Trois sapeurs-pompiers de Nouvelle-Calédonie sont venus en tant que saisonniers au centre d’incendie et de secours des Pennes-Mirabeau. Rien d’anodin quand on sait que le Sdis 13 et Nouméa ont tissé de forts liens il y a deux ans. Témoignages.
Ils s’appellent Waitronyi Wayewol, Paul Gorou et Eloi Salo. Tous les trois n’ont pas le même parcours et pourtant, ils partagent le même engagement en Nouvelle-Calédonie : celui d’être sapeur-pompier volontaire. Engagé quotidiennement « au pays », comme il aime le nommer, le trio a pris ses quartiers au centre d’incendie et de secours des Pennes-Mirabeau depuis fin mai pour participer à l’activité opérationnelle de l’été en tant que saisonniers. Un choix loin d’être anodin car la connexion avec les Pompiers13 existe depuis deux ans.
Un lien qui date d’il y a deux ans
« Tout part de la crise subie par la Nouvelle-Calédonie en 2024, avec les mouvements sociaux sur le territoire », résume l’adjudant Olivier Piazzo, Pompier13 aux Pennes-Mirabeau. « Il y a eu une demande de renforts faite par le centre opérationnel de la zone Sud. Étant Usar (Unité de sauvetage, d’appui et de recherche) avec certains collègues de la caserne et du Sdis 13, nous nous sommes proposés car nous sommes plus facilement projetables à l’étranger : nous avons les vaccins à jour, l’expérience du mode dégradé… Un détachement national s’est donc constitué et nous sommes partis là-bas. »

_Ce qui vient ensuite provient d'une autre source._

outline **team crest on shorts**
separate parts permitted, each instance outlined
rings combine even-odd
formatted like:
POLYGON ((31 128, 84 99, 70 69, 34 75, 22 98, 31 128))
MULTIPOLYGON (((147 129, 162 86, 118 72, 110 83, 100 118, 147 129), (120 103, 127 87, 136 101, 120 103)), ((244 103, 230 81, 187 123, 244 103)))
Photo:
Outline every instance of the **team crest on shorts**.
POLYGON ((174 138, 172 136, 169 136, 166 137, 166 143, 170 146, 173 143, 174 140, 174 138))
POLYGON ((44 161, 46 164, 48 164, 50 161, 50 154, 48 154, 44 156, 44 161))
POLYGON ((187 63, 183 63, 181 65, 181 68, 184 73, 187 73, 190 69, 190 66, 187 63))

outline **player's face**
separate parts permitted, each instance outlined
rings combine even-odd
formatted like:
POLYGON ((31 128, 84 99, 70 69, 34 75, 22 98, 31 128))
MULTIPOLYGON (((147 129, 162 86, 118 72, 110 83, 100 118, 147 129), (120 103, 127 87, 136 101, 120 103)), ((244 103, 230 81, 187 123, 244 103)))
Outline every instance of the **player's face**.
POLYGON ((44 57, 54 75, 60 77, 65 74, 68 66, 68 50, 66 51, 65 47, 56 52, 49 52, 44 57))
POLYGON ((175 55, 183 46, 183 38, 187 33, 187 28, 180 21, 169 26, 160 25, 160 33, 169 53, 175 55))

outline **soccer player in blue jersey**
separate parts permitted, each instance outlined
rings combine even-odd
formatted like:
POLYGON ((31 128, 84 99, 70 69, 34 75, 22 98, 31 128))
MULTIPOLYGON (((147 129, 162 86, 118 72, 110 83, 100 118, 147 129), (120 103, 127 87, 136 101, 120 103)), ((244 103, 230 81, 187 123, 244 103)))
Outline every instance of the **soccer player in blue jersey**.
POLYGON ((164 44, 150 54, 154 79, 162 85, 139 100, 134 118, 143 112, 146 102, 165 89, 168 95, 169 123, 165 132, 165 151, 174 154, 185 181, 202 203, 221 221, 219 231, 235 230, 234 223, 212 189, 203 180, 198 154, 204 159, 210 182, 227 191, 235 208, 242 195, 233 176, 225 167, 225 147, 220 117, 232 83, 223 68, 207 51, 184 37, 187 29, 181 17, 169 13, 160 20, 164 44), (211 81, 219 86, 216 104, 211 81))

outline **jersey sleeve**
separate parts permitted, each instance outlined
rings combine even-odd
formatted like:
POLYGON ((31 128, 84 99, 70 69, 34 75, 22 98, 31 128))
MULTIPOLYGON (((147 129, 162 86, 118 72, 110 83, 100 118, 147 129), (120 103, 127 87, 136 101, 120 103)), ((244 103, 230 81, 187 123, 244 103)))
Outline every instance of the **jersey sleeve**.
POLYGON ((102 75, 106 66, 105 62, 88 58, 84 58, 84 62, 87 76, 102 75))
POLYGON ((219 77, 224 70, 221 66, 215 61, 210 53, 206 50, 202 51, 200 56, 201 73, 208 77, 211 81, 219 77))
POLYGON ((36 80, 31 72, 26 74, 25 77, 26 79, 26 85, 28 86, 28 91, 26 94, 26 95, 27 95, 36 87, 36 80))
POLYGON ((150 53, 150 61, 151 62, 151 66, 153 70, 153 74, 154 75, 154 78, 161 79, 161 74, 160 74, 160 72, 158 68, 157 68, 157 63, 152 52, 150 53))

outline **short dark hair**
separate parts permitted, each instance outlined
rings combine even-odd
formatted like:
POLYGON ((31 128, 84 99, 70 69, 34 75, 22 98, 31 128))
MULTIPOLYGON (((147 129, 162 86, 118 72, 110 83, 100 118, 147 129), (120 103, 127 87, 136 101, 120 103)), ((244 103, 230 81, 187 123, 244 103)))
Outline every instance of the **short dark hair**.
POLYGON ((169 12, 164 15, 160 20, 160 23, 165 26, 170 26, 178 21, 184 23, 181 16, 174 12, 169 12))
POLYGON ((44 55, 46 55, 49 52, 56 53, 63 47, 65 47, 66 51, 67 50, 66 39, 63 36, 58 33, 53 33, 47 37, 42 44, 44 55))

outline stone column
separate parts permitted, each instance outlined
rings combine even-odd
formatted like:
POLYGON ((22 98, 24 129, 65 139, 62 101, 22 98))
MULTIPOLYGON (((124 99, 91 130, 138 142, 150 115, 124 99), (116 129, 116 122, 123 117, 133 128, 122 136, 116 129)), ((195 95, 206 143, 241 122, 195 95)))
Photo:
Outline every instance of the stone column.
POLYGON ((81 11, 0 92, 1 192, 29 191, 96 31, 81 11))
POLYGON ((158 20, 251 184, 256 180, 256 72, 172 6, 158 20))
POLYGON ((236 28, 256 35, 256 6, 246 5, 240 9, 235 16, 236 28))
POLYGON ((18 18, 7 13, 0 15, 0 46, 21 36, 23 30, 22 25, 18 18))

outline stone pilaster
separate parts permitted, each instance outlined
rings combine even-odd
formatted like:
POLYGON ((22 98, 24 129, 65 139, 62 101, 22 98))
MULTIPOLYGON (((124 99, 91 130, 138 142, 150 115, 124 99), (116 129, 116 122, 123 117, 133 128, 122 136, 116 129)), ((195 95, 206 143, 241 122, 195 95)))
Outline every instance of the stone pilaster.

Sur place, l’adjudant Piazzo et les personnels Pompiers13 engagés sont intégrés à la caserne Normandie de Nouméa, où ils font la connaissance du caporal-chef Salo et du caporal Wayewol. « On leur a dit qu’on était à leur disposition, pour les aider », relate l’adjudant. Suivent quatre jours et quatre nuits intenses sur le plan opérationnel. « Nous avons enchaîné les interventions car le secteur était vraiment très mouvementé. Il y avait beaucoup d’émeutes, de feux sur des structures automobiles. On essuyait même des tirs, même si on savait que ce n’était pas nous qui étions visés mais nos collègues gendarmes. »

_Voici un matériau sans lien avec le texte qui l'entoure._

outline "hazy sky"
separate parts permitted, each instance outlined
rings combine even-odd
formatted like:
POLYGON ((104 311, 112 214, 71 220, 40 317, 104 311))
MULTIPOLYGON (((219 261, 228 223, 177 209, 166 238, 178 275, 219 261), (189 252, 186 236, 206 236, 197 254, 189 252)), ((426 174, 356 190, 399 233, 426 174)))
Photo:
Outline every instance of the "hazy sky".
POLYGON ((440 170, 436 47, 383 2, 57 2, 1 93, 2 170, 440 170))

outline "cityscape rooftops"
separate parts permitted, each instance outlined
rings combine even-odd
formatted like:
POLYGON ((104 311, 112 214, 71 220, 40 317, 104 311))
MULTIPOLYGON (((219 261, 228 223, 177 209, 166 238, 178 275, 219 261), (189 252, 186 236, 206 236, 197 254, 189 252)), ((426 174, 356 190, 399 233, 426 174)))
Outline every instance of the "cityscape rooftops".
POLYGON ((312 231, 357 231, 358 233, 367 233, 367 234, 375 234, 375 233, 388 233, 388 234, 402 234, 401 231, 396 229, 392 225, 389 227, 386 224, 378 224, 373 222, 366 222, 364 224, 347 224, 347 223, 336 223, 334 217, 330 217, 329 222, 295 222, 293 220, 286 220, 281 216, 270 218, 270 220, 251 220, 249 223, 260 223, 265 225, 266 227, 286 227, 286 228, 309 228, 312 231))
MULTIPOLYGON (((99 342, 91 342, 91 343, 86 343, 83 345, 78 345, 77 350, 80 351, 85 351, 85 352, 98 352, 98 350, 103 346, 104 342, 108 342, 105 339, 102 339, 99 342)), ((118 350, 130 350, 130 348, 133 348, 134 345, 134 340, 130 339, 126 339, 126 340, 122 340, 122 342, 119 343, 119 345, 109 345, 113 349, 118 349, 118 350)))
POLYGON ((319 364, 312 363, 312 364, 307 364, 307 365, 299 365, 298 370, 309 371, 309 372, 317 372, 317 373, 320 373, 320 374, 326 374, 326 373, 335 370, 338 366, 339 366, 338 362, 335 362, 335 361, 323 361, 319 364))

Face à ce contexte loin d’être idéal, il a fallu s’adapter. D’autant que la mission, qui devait initialement durer deux semaines, a finalement joué les prolongations, avec un rajout de 15 jours. Et c’est le lien humain qui a fait toute la différence. « Personnellement, j’ai pris une gifle. Et il en est de même pour mes collègues, pour en avoir discuté avec eux après », confie Olivier Piazzo. « On a rencontré un grand panel de gens, dans un mode très dégradé. Et pourtant, ils ont toujours eu le sourire, à nous donner ce qu’ils n’avaient pas… » De quoi nourrir une relation qui a perduré avec le temps.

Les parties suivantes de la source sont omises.